On 27 March, in a scene of great dramatic power, at dusk, under driving rain, and facing the vast emptiness of St Peter’s Square, Pope Francis blessed Rome and the world and prayed for an end to the pandemic. It was then that he said the words which have been much quoted since, “Our planet is gravely ill. Without hesitation, we have carried on, believing that we will remain healthy for ever in a world that is sick”.
Against the columns behind him were two works of art, which for the purposes of this event were not works of art as we understand them, but images believed to have strong protective power. We were being shown them in the same spirit in which they were made centuries ago, and with all the traditions that have accumulated around them, instead of the de-sacralised spirit in which we experience religious images as art historians or tourists.
On the right there was the large icon known as Maria Salus Populi Romani (Mary salvation of the Roman people), believed for centuries to have been painted by St Luke the Evangelist and brought from Jerusalem. It normally hangs in the basilica of Santa Maria Maggiore in its own sumptuous baroque chapel surrounded by a triumph of angels.
Its modern, scientific, art history is this. It is a Virgin and Child painted on cloth applied to panels of limewood, with a frame of ash. When it was restored by Vatican conservators in 2017, radio-carbon analysis dated the wood with 80% certainty to some time between the late 9th and early 11th centuries. It belongs to a particular type of Byzantine Madonna and Child known as hodegetria (she who shows the way), but in its actual paintwork, it is close to pictures known to have been made in Rome in the 11th and 12th centuries. So much for it having been painted by St Luke.
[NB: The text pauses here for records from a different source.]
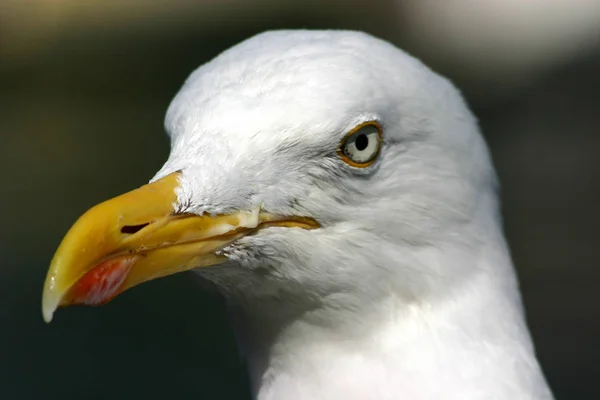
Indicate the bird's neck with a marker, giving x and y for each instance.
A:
(474, 344)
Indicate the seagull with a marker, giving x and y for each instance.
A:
(339, 195)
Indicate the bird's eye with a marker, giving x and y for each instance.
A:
(362, 145)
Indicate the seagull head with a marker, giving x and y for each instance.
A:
(305, 167)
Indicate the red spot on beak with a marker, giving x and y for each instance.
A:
(103, 282)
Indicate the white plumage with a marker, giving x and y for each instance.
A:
(407, 291)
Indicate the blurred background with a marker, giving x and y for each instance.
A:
(83, 90)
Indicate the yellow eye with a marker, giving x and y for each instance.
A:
(362, 145)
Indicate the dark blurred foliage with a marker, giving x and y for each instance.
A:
(81, 121)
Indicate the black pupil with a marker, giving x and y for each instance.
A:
(362, 141)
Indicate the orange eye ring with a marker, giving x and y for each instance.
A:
(361, 147)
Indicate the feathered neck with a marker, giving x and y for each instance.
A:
(474, 344)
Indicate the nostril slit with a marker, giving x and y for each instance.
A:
(131, 229)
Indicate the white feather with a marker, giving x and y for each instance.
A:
(407, 291)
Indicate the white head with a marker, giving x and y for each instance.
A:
(408, 257)
(261, 125)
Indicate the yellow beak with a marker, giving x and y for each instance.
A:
(137, 237)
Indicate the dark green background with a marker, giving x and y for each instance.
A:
(81, 120)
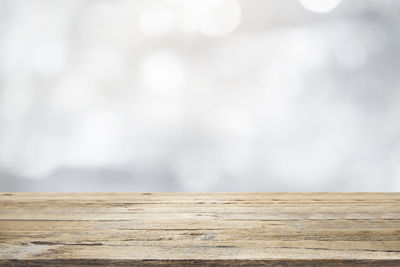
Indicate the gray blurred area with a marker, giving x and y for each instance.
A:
(200, 96)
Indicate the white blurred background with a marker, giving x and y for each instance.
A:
(200, 95)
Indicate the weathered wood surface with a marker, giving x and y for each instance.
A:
(273, 229)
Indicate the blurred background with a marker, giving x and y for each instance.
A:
(200, 95)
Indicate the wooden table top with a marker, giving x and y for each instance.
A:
(135, 229)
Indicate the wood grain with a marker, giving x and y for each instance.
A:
(229, 229)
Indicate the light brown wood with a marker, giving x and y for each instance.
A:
(258, 229)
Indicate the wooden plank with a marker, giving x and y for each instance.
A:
(258, 229)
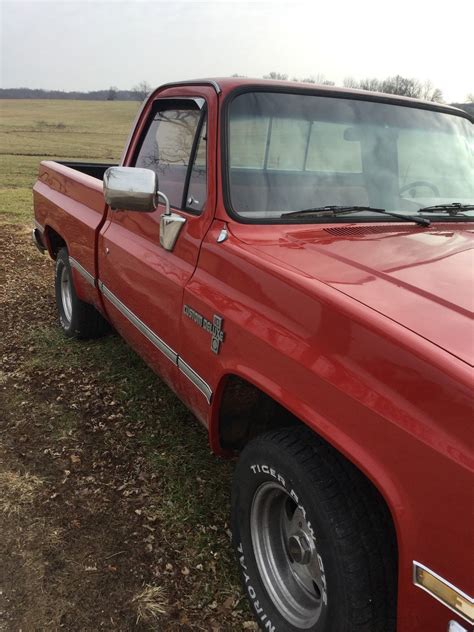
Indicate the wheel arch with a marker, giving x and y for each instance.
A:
(241, 396)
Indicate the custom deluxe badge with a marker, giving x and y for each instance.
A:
(214, 327)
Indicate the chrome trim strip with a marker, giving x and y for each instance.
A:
(446, 583)
(160, 344)
(82, 271)
(192, 82)
(140, 325)
(196, 379)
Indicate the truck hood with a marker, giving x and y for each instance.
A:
(422, 278)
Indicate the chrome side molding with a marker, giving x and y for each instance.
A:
(159, 343)
(444, 592)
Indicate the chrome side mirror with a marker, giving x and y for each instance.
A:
(135, 189)
(131, 189)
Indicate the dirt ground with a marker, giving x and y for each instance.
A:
(101, 529)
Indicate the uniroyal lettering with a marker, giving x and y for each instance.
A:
(266, 469)
(252, 594)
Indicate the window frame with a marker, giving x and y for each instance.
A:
(177, 103)
(336, 93)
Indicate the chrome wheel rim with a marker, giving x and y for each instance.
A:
(286, 555)
(66, 295)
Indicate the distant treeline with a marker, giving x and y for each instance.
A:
(138, 93)
(96, 95)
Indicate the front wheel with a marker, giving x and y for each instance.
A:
(77, 318)
(313, 538)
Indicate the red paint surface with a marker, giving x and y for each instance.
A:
(366, 337)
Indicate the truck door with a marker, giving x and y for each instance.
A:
(142, 283)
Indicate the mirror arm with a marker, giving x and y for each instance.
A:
(161, 195)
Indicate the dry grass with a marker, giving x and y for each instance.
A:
(17, 491)
(150, 604)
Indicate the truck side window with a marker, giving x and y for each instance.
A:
(197, 188)
(167, 148)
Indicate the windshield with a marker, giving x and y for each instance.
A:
(290, 152)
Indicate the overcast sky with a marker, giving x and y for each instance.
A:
(93, 44)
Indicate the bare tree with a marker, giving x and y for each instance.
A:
(141, 90)
(397, 84)
(350, 82)
(112, 93)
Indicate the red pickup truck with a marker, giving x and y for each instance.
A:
(296, 263)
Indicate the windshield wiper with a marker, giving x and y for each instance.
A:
(453, 209)
(332, 211)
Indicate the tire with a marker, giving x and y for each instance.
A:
(76, 318)
(314, 540)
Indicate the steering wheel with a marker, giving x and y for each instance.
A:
(420, 183)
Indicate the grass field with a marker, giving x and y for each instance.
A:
(113, 512)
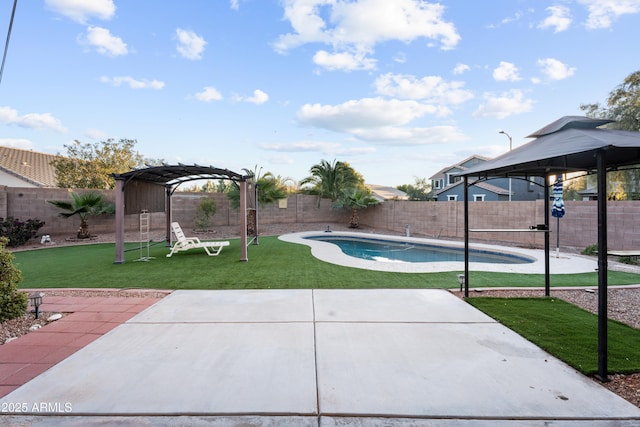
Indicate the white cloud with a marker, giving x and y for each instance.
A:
(259, 97)
(343, 61)
(96, 134)
(602, 13)
(81, 10)
(364, 113)
(559, 19)
(429, 88)
(504, 105)
(506, 71)
(301, 146)
(103, 42)
(132, 83)
(190, 45)
(554, 69)
(460, 68)
(378, 120)
(208, 94)
(38, 121)
(22, 143)
(357, 26)
(411, 136)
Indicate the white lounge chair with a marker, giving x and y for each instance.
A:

Its long devotional history, on the other hand, is this. From medieval times, it was Rome’s most venerated image of Mary, considered from the 15th century at least to have miraculous powers. In 1571, Pope Pius V prayed in front of it before the decisive victory over the Turks at Lepanto, and in 1834 it was invoked by the pope during the cholera epidemic.
The crucifix on the left-hand column of St Peter’s was from the church of San Marcello in the Via del Corso, and in art-historical term it is rather ordinary, one of hundreds of workmanlike crucifixes, sculptor unknowable, dated tentatively to the late 14th century. The only interesting thing about it is that it is very like another, slightly older crucifix in San Lorenzo in Damaso, which may have been brought to Rome from northern Europe.
Its devotional history begins in 1519 when it escapes a fire that destroys the church, since rebuilt, and its thaumaturgical reputation blossoms when the plague infected Rome in 1522. It was carried in procession around the city for 16 days, at the end of which the disease died down. Since then it has been processed solemnly from its church to St Peter’s every year on Thursday in Holy Week, before Easter.
The pope paused to pray in front of both of them. Does this mean that he believes they are capable of bringing about a miracle? Certainly not. The Church is quite clear that attributing divine qualities to an image is idolatry. In the 4th century, the theologian and Doctor of the Church, Basil of Caesarea, put it very sensibly: "If I point to a statue of Caesar and ask you, 'Who is that?', your answer would be, 'It is Caesar.' When you say that, you do not mean the stone itself is Caesar, but that the name and honour you ascribe to the statue passes over to the original, the archetype, Caesar himself.”
Thus, thus what the pope is doing is praying to God, directly and through the intercession of the Virgin Mary, as represented by the two works of art. A modern equivalent would be the way in which the US flag is folded with great reverence, which honours the country it symbolises, not the piece of cloth.
But the Catholic Church is ancient and broad, and while it does not actually encourage belief in the thaumaturgic power of images, where this survives as a focus of local devotion, it is tolerated, and this crucifix and Maria Salus Populi Romani are a beloved part of Rome’s traditions, which is why they were chosen to be with the pope last month and throughout the Holy Week celebrations.
What is interesting in anthropological terms is that the great religious works of art very rarely become objects of popular devotion; no one lays votive offerings or scribbled petitions in front of Michelangelo’s sublime Pietà. Rather, it is the old, often strange or downright ugly pictures or statues to which legends and events have become attached, such as the Baby Jesus in Rome’s Santa Maria in Aracoeli, said to have been carved from an olive tree in the Garden of Gethsemane, and covered with modern and valuable ex-voto jewellery. This is not even the original, but a copy of a copy, the first version having been stolen in 1791 and the second, in 1994, but the juju has been passed on miraculously.